La critique, mais avec style

Car Éric ne se contente pas de donner son avis sur les films, l’écriture d’une critique est aussi l’occasion de s’essayer à un exercice stylistique. C’est ce qui lui plaît sur SensCritique : loin des règles imposées dans les critiques traditionnelles, la plateforme prône au contraire une liberté d’expression sans contrainte de forme ni de contenu.

Ainsi, pour donner son avis sur le grand classique des frères Coen, The Big Lebowski, il s’est exprimé… en alexandrins ! Et franchement, décrire le Dude à coups de “L’œil au risque aguerri, les jambes écartées / De diverses boissons la barbe maculée”, il fallait le faire. Une chanson de geste 2.0.

Ce genre d’acrobatie littéraire a d’ailleurs plu à sa communauté, puisqu’elle a été lue plus de 1 700 fois. Mais d’autres défraient carrément la chronique critique, comme ses “Arcanes du blockbuster”, imaginant les discussions absurdes qui ont abouti à des films comme Qu’est-ce qu’on a fait au Bon Dieu ? ou Lucy.

La première, dénonçant la longue série de clichés développés tout au long du film, a dépassé les 14 000 lectures. La seconde, résumant le synopsis de Luc Besson à “Stars. Intelligence. Poursuites. Gunfights. Fin de ouf” presque 17 000.

Du pastiche d’anciens genres littéraires à la mise en situation presque théâtrale de l’industrie cinématographique, SensCritique offre donc aux contributeurs actifs comme Éric une liberté d’expression inédite par rapport aux médias traditionnels spécialisés. La plateforme permet aussi aux contributeurs de partager leurs goûts via des formats plus normés, comme la “liste”.

Ces “listes” publiques servent à classer les œuvres sur n’importe quel thème, selon n’importe quel critère. Il en existe 2,5 millions sur SensCritique, rapporte Maxime Ducrocq. Elles permettent d’explorer une infinité de livres, films ou morceaux de musique, classés selon les sensibilités propres à chacun.

Parmi celles d’Éric Schwald, on retrouve par exemple “Les Arcanes du blockbuster”, ces films qu’on n’assume pas trop d’être allés voir, des “cycles” des meilleurs films par réalisateurs, les films à regarder quand il neige, des déceptions cinématographiques et des recommandations comme cette liste : “Ces films que je soumets à mes élèves”.

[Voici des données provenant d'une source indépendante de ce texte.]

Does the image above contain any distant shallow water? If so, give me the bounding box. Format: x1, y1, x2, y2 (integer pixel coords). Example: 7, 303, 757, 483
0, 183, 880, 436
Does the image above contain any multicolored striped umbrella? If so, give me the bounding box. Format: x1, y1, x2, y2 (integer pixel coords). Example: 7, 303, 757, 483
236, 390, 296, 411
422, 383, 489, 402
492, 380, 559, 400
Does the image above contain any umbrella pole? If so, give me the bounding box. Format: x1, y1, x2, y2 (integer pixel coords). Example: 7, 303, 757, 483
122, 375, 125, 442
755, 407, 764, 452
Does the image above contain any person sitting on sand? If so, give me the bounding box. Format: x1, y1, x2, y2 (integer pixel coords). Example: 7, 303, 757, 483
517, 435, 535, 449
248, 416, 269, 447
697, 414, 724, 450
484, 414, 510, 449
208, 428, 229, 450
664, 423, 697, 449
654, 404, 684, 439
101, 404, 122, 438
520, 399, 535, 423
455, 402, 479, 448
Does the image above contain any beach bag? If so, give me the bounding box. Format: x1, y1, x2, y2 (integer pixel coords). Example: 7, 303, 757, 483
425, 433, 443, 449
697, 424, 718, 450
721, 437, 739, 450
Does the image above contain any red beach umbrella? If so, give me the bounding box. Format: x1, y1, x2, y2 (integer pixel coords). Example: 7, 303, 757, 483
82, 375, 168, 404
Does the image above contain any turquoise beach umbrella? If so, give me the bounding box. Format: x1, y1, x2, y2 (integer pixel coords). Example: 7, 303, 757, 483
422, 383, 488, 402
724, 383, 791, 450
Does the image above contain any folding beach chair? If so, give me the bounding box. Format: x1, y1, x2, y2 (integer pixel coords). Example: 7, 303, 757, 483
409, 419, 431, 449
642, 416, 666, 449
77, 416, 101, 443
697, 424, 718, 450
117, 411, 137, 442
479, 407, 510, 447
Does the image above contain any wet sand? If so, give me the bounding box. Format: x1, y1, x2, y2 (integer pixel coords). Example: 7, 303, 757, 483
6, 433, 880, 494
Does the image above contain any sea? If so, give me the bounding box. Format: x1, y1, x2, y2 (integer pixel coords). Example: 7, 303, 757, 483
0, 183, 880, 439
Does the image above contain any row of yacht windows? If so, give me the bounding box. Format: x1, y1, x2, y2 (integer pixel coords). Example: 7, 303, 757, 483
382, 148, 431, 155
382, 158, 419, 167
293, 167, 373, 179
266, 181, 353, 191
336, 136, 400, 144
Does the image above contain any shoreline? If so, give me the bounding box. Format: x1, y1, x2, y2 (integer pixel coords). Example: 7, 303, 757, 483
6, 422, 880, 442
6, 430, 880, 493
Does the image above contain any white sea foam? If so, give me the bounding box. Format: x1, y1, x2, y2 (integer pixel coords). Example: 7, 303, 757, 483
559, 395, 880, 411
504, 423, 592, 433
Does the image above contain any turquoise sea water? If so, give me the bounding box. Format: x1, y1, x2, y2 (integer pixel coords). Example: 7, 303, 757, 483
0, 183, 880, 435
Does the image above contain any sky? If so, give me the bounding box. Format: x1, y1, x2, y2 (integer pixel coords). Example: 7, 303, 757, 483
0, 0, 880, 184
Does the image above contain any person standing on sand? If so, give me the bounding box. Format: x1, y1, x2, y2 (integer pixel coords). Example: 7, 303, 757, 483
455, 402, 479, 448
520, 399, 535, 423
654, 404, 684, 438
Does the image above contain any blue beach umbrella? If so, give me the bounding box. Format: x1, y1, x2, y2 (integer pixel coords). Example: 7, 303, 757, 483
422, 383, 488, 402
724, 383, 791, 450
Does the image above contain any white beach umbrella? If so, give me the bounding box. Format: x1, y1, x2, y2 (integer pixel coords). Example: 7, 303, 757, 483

Critique la nuit, professeur le jour

Car si la nuit (ou, du moins, très tôt le matin), Sergent Pepper rédige des critiques, le jour, Éric Schwald est professeur en lycée. Une situation qu’il nous résume en une phrase : “J’ai trois temps pleins : ma famille, ma classe et le cinéma.” Dans sa salle de classe, de laquelle il nous appelle, on distingue même une série d’affiches de cinéma placardées sur le mur du fond.

En cours, on ne parle pas de son activité de serial noteur : il s’est même rendu compte que si certains élèves le suivaient sur le réseau, ils se gardaient bien de lui dire. Ce n’est qu’une fois le lycée fini qu’ils entrent en contact avec lui par messagerie privée.

Un des éclaireurs avec lequel ils se suivaient mutuellement depuis plusieurs années s’est même avéré être un ancien étudiant à lui. Ce dernier l’a constaté en tombant sur la fameuse liste “Ces films que je soumets à mes élèves”, réalisant que les films en question réveillaient des souvenirs de cours.

Comme bon nombre de contributeurs sur la plateforme, Éric Schwald ne prétend pas être un expert de la critique cinématographique. Ce qui l’intéresse dans cet exercice, dans ce dialogue avec ses élèves, ses abonnés ou d’autres éclaireurs, c’est de pouvoir aussi redevenir un élève qui apprend, écoute… et regarde.